The area was bought by the shipyard Akers Mekaniske Verksted in the mid 19th century, who planned to build a drydock there. Instead, it was bought by the municipality in 1914, and transferred to the port authority in 1919. They built docks and artificial land, increasing the area from 5 to 33 ha. From the 1960s, Fred. Olsen & Co. rented the docks, and from 1971 Nylands Mekaniske Verkstad had a shipyard on the spot. Since 1982, the area has been used for office space, terminals, and warehouses. The Norwegian National Academy of Ballet was located there.

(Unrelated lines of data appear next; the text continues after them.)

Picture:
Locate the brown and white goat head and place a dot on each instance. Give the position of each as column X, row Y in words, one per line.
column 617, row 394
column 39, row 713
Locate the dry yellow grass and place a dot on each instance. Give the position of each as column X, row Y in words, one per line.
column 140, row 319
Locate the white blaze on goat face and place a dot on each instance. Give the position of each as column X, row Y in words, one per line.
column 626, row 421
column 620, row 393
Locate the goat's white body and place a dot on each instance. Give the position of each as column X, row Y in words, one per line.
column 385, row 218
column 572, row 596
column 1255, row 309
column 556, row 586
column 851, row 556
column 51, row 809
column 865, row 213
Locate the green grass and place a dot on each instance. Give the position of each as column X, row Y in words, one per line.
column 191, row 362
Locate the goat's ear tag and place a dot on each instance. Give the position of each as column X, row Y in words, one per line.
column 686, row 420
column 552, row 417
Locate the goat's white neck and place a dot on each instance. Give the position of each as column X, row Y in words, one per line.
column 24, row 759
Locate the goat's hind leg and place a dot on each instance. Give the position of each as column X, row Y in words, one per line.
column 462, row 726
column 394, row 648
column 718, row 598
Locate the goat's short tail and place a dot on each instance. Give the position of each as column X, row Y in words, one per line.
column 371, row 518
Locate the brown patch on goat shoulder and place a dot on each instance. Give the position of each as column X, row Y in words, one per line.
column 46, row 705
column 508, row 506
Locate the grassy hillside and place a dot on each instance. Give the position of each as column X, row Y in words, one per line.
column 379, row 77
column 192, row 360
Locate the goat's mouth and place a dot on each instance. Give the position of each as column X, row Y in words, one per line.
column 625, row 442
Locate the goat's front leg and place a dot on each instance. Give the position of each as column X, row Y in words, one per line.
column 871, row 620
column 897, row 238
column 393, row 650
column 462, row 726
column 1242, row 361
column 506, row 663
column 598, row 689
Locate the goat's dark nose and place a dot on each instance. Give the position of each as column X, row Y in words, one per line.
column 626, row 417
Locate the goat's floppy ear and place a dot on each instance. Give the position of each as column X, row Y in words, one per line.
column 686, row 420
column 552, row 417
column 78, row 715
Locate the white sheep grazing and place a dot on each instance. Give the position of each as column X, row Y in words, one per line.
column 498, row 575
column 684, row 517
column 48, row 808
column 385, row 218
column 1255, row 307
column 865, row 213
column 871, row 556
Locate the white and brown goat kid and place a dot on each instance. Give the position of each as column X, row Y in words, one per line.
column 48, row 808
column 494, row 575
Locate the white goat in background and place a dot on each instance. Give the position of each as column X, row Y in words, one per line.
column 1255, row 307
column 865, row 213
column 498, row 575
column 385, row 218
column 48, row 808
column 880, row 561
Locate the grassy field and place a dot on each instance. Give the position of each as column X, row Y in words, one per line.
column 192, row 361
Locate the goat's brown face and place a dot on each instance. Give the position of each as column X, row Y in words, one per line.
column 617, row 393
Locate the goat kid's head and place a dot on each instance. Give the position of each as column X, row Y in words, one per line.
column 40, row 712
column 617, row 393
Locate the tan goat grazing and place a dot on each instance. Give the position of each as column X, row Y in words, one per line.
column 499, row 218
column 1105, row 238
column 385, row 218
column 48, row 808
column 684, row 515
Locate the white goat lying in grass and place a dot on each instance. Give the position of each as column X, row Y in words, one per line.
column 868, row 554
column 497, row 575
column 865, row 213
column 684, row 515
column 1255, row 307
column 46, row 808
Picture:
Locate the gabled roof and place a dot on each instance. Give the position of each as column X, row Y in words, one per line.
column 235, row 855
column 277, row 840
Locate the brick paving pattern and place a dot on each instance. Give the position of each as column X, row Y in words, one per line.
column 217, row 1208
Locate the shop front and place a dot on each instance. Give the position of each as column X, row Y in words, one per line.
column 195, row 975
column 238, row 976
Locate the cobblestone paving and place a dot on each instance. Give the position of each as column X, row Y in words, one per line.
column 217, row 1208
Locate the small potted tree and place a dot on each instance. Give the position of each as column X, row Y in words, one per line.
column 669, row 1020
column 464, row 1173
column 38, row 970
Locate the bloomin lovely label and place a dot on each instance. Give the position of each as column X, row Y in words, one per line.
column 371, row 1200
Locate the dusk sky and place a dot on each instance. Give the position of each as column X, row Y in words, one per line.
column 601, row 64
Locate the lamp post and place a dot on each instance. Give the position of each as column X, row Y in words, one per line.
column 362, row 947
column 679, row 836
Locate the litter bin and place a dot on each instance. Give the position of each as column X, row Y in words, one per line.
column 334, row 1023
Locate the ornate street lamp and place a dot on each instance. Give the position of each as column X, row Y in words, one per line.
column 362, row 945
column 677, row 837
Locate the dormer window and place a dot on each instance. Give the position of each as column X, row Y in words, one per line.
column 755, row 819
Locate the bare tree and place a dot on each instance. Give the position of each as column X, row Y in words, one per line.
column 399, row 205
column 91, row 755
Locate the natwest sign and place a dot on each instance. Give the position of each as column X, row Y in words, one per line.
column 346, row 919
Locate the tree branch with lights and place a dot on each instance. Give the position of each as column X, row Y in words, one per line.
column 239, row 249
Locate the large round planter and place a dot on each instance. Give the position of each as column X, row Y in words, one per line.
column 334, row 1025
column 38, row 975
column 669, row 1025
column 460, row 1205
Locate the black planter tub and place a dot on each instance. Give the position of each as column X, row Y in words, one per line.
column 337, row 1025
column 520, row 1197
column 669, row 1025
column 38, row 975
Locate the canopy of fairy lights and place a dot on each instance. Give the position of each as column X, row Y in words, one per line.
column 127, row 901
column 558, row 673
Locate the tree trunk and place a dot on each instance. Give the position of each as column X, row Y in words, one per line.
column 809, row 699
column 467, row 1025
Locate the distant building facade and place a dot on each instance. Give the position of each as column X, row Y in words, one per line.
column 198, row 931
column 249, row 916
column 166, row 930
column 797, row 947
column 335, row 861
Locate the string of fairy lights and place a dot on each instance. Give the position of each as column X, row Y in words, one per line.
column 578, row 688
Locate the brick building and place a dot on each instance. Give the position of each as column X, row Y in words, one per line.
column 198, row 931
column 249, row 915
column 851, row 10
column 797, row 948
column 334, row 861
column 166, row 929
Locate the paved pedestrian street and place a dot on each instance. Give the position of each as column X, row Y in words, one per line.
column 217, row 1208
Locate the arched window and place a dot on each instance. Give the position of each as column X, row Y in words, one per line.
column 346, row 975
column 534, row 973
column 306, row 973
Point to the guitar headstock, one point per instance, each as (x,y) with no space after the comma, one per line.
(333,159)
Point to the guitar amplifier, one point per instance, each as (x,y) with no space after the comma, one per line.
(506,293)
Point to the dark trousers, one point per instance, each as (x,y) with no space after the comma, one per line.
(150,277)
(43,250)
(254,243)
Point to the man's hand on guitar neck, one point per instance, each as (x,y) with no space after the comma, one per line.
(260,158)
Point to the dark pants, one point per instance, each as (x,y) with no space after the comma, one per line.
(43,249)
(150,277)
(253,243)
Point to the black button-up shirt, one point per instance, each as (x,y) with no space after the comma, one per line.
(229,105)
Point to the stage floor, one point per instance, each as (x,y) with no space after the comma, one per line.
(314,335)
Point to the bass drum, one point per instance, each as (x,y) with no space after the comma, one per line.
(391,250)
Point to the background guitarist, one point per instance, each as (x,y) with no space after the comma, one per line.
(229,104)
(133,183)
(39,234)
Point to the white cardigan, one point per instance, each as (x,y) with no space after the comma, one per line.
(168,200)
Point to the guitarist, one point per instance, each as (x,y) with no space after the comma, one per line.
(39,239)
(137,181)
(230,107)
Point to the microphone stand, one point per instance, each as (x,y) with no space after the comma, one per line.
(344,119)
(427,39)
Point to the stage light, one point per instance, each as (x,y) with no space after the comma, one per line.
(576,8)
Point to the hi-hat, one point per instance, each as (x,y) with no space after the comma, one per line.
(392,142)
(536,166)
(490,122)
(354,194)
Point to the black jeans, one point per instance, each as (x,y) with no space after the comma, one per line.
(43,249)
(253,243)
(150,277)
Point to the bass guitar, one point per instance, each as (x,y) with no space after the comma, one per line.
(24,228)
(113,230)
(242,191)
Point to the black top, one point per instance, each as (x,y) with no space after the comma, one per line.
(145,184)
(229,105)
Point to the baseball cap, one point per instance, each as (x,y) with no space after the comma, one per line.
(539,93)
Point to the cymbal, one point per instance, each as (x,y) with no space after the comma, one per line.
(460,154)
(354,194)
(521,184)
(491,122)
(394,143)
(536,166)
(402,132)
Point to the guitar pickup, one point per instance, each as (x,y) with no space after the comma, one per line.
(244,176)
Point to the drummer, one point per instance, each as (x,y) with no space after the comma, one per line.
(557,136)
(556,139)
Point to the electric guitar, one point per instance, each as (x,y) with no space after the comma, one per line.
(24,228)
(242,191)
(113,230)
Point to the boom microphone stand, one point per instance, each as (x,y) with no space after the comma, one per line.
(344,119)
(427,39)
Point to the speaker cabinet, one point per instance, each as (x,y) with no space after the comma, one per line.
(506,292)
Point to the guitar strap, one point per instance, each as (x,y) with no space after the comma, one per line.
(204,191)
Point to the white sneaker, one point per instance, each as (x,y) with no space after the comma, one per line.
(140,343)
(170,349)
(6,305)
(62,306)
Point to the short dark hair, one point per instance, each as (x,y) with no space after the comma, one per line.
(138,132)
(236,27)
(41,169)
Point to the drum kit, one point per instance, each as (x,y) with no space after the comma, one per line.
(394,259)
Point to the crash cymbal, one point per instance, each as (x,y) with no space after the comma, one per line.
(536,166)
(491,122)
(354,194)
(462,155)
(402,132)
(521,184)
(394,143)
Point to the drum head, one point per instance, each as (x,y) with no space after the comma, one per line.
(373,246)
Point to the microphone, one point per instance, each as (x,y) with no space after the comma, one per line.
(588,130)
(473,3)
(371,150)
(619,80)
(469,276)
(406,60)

Since 2005, the area has been sold to private developers, who are conducting an urban renewal with housing. The area has about 1,200 apartments since 2012. It is part of the Fjord City urban renewal program. This program has seen the opening of several art galleries, amongst them the Astrup Fearnley Museum of Modern Art and the Gallery Haaken. Tjuvholmen skulpturpark, next to the museum, was created by Renzo Piano.

==Geology==
The geology of the former islet is of great interest. The German geologist Leopold von Buch visited the area in 1806–07, and he then discovered and described rhomb porphyry for the first time.

==The name==
The first element is tjuv (thief), the last element is the finite form of holme (islet). The islet was later turned into a peninsula because of post-glacial rebound. Thieves were executed here in the 18th century. An older (Danish) spelling of the name was "Tyveholmen".